Aleksandar Aranđelović

Personal information
- Date of birth: 18 December 1920
- Place of birth: Crna Trava, Kingdom of SCS
- Date of death: 8 September 1999 (aged 78)
- Place of death: Belgrade, FR Yugoslavia
- Position: Striker

Youth career
- 1932–1938: Jedinstvo Beograd

Senior career*
- Years: Team / Apps / (Gls)
- 1938–1944: Jedinstvo Beograd
- 1944–1945: Prva Armija / 55
- 1945: Metalac Beograd
- 1945–1946: Student Beograd
- 1946–1947: Red Star Belgrade / 6 / (1)
- 1947: AC Milan / 0 / (0)
- 1947–1949: Padova / 5 / (2)
- 1949–1950: Roma / 20 / (11)
- 1950–1951: Novara / 26 / (9)
- 1951–1952: Racing Paris / 8 / (1)
- 1952–1953: Atlético Madrid / 1 / (1)

Managerial career
- 1963: South Australia

= Aleksandar Aranđelović =

Yugoslavian footballer (1920–1999)

Aleksandar Aranđelović 18 December 1920 – 8 September 1999) was a Yugoslavian football player and coach. As a player, he played professionally as a striker in Yugoslavia, Italy, France and Spain between 1938 and 1953. As a coach, Aranđelović was active in Canada and Australia.

==Playing career==
Born in Crna Trava, Aranđelović joined the youth team of Jedinstvo Beograd in 1932, making his senior debut in 1938. He also played in Yugoslavia for Prva Armija, Metalac Beograd, Student Beograd and Red Star Belgrade, in Italy for AC Milan, Padova, AS Roma and Novara, in France for Racing Paris and in Spain for Atlético Madrid.
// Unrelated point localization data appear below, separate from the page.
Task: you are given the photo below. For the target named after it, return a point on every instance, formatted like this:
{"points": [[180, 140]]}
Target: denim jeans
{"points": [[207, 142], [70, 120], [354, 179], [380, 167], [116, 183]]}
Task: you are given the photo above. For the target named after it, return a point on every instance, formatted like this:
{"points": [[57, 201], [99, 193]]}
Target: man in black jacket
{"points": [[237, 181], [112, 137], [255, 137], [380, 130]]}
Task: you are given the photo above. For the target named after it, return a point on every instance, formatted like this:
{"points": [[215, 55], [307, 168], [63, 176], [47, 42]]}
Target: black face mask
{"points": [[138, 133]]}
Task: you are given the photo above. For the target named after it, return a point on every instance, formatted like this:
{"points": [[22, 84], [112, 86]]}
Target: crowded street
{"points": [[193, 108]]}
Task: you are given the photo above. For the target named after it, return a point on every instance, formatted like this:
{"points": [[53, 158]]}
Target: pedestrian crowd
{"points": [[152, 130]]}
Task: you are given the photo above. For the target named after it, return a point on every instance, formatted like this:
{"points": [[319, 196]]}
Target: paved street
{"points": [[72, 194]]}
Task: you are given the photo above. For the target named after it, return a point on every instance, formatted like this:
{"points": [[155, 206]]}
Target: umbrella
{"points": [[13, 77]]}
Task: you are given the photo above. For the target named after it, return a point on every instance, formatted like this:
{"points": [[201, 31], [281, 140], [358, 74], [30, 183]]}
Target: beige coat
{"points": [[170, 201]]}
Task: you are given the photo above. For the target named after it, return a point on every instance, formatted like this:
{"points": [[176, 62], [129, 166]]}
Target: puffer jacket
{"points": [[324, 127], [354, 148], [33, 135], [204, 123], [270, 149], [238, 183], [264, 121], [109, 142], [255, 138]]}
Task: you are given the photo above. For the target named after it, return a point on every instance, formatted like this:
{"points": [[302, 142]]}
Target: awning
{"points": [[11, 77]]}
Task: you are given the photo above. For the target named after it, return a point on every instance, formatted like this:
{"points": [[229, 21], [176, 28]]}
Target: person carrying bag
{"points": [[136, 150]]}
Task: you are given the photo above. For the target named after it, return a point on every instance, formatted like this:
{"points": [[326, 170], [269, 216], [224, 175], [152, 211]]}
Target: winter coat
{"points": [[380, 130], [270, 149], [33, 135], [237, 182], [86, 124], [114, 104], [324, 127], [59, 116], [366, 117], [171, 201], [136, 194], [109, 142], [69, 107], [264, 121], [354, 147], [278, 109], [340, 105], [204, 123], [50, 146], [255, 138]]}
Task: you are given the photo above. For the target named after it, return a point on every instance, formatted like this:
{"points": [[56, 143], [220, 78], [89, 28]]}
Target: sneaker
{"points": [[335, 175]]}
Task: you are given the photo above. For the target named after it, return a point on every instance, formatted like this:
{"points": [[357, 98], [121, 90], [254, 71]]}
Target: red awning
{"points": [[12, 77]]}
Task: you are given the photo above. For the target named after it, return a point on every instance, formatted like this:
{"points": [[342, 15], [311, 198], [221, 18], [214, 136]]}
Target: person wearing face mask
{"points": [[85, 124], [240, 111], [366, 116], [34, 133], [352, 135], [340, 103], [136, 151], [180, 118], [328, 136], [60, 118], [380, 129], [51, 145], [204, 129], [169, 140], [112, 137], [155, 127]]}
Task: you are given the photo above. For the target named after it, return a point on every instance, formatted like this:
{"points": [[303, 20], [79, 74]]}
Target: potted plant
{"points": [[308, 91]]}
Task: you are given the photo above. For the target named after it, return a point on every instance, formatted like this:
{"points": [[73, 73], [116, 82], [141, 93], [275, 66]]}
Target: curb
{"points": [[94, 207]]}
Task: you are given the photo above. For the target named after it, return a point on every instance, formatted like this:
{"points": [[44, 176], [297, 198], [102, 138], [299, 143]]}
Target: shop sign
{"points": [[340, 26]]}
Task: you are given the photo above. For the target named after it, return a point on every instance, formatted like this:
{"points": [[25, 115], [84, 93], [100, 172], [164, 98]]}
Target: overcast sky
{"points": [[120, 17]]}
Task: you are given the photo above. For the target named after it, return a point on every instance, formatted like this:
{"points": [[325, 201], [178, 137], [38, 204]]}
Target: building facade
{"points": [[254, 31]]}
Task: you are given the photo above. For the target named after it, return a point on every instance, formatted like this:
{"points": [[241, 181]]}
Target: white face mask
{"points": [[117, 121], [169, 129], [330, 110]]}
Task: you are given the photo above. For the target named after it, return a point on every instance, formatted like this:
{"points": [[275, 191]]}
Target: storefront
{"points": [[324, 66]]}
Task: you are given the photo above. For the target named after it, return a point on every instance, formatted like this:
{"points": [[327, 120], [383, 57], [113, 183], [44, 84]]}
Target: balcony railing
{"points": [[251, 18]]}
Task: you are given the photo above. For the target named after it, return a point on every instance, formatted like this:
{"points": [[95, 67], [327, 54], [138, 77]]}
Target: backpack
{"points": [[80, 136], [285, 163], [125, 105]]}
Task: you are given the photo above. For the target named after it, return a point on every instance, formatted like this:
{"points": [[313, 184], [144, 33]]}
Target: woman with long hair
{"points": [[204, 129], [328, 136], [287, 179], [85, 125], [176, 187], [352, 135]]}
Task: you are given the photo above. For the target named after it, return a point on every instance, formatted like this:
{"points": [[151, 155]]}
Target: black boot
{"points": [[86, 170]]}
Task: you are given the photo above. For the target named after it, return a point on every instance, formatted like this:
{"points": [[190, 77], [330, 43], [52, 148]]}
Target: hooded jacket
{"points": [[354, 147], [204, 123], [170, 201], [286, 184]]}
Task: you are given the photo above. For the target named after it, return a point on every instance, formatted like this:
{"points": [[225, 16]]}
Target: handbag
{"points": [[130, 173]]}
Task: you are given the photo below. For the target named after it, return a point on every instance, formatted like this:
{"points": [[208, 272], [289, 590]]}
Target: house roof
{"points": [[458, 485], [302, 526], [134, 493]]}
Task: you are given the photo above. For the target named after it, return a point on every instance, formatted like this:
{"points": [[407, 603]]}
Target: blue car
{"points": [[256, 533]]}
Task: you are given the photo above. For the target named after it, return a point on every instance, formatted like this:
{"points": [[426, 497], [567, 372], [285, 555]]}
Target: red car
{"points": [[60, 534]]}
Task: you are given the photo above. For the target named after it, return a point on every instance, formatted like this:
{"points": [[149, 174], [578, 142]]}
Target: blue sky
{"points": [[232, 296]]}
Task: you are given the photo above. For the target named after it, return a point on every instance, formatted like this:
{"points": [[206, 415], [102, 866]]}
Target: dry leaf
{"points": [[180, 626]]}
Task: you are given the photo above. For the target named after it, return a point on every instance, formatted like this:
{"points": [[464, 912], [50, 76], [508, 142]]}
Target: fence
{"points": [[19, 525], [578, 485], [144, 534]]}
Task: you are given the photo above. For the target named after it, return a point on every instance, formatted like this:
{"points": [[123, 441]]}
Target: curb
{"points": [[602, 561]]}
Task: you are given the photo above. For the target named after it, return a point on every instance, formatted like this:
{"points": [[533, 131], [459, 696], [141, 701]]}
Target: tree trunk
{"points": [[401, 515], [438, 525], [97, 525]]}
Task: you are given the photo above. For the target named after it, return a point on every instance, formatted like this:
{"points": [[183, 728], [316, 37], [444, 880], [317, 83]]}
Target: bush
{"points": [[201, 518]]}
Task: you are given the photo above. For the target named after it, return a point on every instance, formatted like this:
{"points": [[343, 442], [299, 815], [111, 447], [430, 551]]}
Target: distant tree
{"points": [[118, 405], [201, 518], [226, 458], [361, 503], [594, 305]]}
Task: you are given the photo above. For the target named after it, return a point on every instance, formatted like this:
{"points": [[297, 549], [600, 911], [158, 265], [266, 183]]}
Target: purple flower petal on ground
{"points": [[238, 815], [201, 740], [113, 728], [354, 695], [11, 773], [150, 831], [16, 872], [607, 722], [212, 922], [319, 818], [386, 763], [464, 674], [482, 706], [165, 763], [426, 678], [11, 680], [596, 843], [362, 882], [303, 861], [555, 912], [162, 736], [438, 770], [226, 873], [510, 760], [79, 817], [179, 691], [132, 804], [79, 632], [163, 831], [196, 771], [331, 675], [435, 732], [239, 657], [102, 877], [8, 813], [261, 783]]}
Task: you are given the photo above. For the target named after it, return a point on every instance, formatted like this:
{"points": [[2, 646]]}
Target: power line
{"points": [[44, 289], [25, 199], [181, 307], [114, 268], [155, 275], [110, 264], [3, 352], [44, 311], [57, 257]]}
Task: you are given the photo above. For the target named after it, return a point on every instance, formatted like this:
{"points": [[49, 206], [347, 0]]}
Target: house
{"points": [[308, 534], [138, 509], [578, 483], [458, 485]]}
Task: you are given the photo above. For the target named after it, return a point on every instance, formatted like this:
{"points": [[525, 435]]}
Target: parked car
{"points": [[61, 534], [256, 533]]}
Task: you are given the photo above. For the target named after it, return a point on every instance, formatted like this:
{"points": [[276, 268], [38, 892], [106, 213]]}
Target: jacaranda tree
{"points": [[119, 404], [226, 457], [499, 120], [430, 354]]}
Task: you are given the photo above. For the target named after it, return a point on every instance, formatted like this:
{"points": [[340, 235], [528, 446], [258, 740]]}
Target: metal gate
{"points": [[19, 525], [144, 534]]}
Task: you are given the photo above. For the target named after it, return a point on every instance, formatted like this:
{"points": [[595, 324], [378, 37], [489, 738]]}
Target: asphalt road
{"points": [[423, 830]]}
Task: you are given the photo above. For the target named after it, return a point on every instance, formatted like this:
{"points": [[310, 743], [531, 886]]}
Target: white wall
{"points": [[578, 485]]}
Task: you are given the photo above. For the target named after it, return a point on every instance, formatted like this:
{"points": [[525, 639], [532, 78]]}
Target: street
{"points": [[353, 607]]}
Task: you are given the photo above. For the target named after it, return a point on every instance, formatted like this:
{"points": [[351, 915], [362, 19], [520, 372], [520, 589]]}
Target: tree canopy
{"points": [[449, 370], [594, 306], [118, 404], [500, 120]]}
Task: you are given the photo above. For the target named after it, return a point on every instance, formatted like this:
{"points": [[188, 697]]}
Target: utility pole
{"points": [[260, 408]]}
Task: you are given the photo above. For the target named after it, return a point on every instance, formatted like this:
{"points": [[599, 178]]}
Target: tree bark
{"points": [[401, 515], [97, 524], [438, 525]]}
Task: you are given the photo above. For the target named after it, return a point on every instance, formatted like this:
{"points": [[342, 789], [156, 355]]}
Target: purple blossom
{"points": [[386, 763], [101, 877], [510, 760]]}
With Padova he was part of the team that won the 1947–48 Serie B Girone B, earning promotion to Serie A. He played in the Serie A with Padova, AS Roma and Novara until 1951, making a total of 46 Serie A appearances, scoring 20 goals.

==Coaching career==
Aranđelović later became a football coach in Canada and Australia. In Australia he managed the South Australian state team in 1963.